McCaffrey refusing to write off a return to action this season
JACK McCAFFREY won’t get into specifics regarding his return from injury but he hasn’t given up on featuring for Dublin in the championship in 2018.
The former Footballer of the Year damaged his cruciate knee ligament just three minutes into last year’s All-Ireland final and will have his three-month post-operation check-up this afternoon. But he insists the new season is not a write-off for him.
“At some stage I’d hope so,” he replied when asked if he’d feature in the championship this summer.
“You are looking at, All-Ireland final to All-Ireland final is 12 months, so most people I have spoken to are under that. But again I’m not going to pull a date or a game out of the air because I just think you are setting yourself up for a fall, which I don’t want to do.”
The recovery has gone to plan to date but he insists he’ll ensure the rehabilitation process goes right rather than trying to force the issue.
EXERCISES
“One of the lads was saying that Liam Óg McGovern came out and said he was all about these little goals and stuff. That’s exactly how I have been going about it, I always say it but the first four weeks was to fully straighten your legs, the next four weeks was to do a certain exercise in the gym.

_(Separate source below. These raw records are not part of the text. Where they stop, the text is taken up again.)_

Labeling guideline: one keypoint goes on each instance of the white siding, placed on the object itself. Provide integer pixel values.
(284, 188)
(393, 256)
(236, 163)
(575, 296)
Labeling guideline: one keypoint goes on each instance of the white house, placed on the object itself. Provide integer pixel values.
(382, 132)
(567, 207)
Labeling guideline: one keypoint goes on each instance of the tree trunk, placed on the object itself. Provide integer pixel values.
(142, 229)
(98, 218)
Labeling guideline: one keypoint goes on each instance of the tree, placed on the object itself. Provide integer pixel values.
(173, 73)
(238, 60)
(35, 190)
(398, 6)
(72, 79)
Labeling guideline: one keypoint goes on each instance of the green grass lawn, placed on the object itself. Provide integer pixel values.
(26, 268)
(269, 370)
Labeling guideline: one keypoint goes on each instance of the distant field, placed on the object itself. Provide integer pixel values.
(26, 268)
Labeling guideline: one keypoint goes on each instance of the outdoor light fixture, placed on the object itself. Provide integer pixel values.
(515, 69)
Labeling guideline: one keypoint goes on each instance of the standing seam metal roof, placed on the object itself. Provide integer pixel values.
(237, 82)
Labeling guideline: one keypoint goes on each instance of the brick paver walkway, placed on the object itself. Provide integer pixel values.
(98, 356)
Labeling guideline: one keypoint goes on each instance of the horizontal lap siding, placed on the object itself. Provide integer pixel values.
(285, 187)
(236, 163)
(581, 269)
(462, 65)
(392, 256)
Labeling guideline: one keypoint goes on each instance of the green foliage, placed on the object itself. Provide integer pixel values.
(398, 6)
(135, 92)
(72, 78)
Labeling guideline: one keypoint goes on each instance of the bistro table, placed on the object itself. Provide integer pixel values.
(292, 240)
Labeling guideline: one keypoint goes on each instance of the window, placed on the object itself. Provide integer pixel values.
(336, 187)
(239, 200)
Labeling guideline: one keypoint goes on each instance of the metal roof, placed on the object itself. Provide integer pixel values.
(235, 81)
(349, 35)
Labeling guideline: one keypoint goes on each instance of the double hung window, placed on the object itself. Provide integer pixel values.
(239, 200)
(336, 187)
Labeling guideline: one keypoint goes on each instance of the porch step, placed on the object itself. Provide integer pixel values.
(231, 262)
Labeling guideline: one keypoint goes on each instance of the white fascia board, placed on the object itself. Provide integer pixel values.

“It has suited me thus far to have those small goals,” he said at the announcement that the Denis Mahony Motor Group is giving local GAA clubs the opportunity to win an training session with McCaffrey and Noelle Healy.
“I want the leg to be 100pc when I do go back and I’d rather take two years to get there than rush it. I have heard lots of stories of lads pushing for a date to come back and then setting themselves back to square one. That’s the bogey man for me and what I want to avoid.”
McCaffrey hopes to include a block of fitness and gym work into his recovery. “I’ve probably needed a window of fitness work for years. You just don’t really get it sometimes between all of the teams you are trying to play with. I could probably do with catching up with lads in the gym a bit as well – so there are definitely some positives.
“The one main negative thing about the whole thing is that it happened in the third minute of the match. If it had happened in the 67th then to be honest this would not be the worst thing in the world at all. And it isn’t.
“I’m confident that I’m getting great guidance from our physio and our strength and conditioning stuff as to what exercises to do. If I come back 100pc and having done a good block of work – you know you can do these blocks of fitness work and you can trade off them for four or five years nearly.
“You don’t really decondition or whatever, so I’m really excited to get back on the pitch doing that straight-line running and plod away at it for the guts of a month.”